Прототип Инсарова, героя "Накануне", был поэтом, но Тургеневу казалось совершенно невероятным, чтобы человек действия мог писать стихи, поэтому предполагалось, что в романе Инсаров будет лишен вкуса к литературе. Однако, когда Тургенев принялся за свой роман, он счел в равной мере невозможным вывести героя, у которого начисто отсутствует поэтическое чувство, а потому, когда мы впервые знакомимся с Инсаровым, он переводит болгарские песни и предания. Потом, спохватившись, Тургенев пытается замести следы, и ктото из персонажей говорит, что переводы эти не очень-то хороши. И все же давняя страсть дает себя знать, и Инсаров в разговоре со своей возлюбленной - Еленой - восклицает: "Ах, какие у нас дивные песни!" А ведь это как раз то, что я часто повторяю себе об ирландских песнях восьмого века. Полагаю, я имел полное право утверждать: пусть эти слова сказаны человеком, который не является поэтом, они, несомненно, не могли быть сказаны человеком, начисто лишенным вкуса к поэзии.

И все же через двадцать страниц Елена заявляет, что ни ей, ни Инсарову поэзия не нужна!

"Хорь и Калиныч" - превосходный пример воплощения той же дилеммы. Хорь - черствый, сильный, практического ума человек, сумевший создать из ничего семью с прекрасными сыновьями и сколотить небольшое состояние; Калиныч мечтатель, тренькающий на балалайке. Калиныч умеет читать, Хорь - не знает грамоты.

У автора просто не укладывается в голове, что человек с практическим умом, как у Хоря, может чему-то научиться из книг. И все же всякий раз, касаясь этой своей личной коллизии, Тургенев - тончайший в истории литературы ум - выдает себя, как мальчишка. Ведь Хорь существовал в действительной жизни, и Тургенев восхищался Хорем: он послал ему экземпляр рассказа, который Хорь с гордостью читал гостям. Иными словами, когда дело шло о его личной проблеме, Тургенев отклонялся от точного изображения психологии.

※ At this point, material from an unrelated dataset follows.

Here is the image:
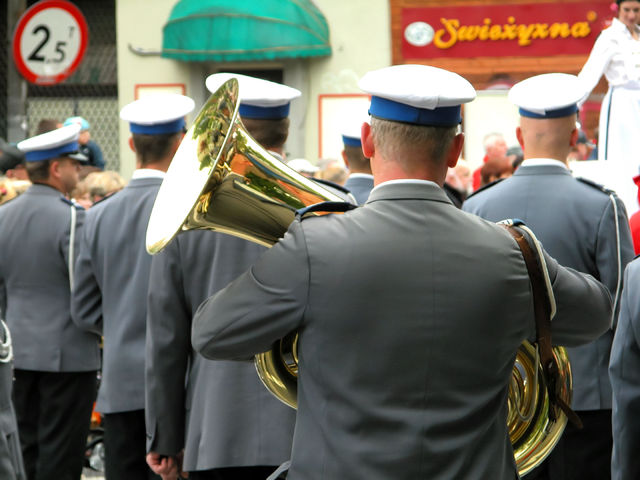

С точки зрения формы, рассказ знаменателен главным образом тем, что инте,рес к событиям в нем почти полностью снят. Мы знакомимся с неким Полутининым, тупым помещиком, которому принадлежат и Хорь, и Калиныч, и постепенно уясняем себе, что, если Калиныч сам позволяет хозяину эксплуатировать себя, то Хорь даст тому сто очков вперед. Вместо устаревшего приема - повествования - Тургенев прибегает к антитезе противопоставлению мечтателя и практического человека, - и, хотя этот прием затаскан последующими поколениями и теперь уже приелся, Тургенев всегда применял его с блеском. Таким образом, по мере того как из рассказа уходит повествование, новеллисты обращаются к приемам, используемым писателями-эссеистами, - к драматической иронии и антитезе.

Второй рассказ, "Ермолай и мельничиха", еще интереснее. Арина, крепостная девчонка, взятая в горничные женой богатого помещика, влюбляется в лакея по имени Петрушка. Она хочет выйти за него замуж, но ее барыня - "ангел во плоти", как говорит о ней ее муж помещик, предпочитает, чтобы ее горничные были не замужем, поэтому, когда оказывается, что Арина, это неблагодарное чудовище, ждет ребенка, Петрушку отдают в солдаты, а ее выкупает прижимистый пожилой мельник и женится на пей. От тоски и одиночества Арина вступает в любовную связь с Ермолаем, бездельным и ленивым малым, своего рода диким обитателем лесов.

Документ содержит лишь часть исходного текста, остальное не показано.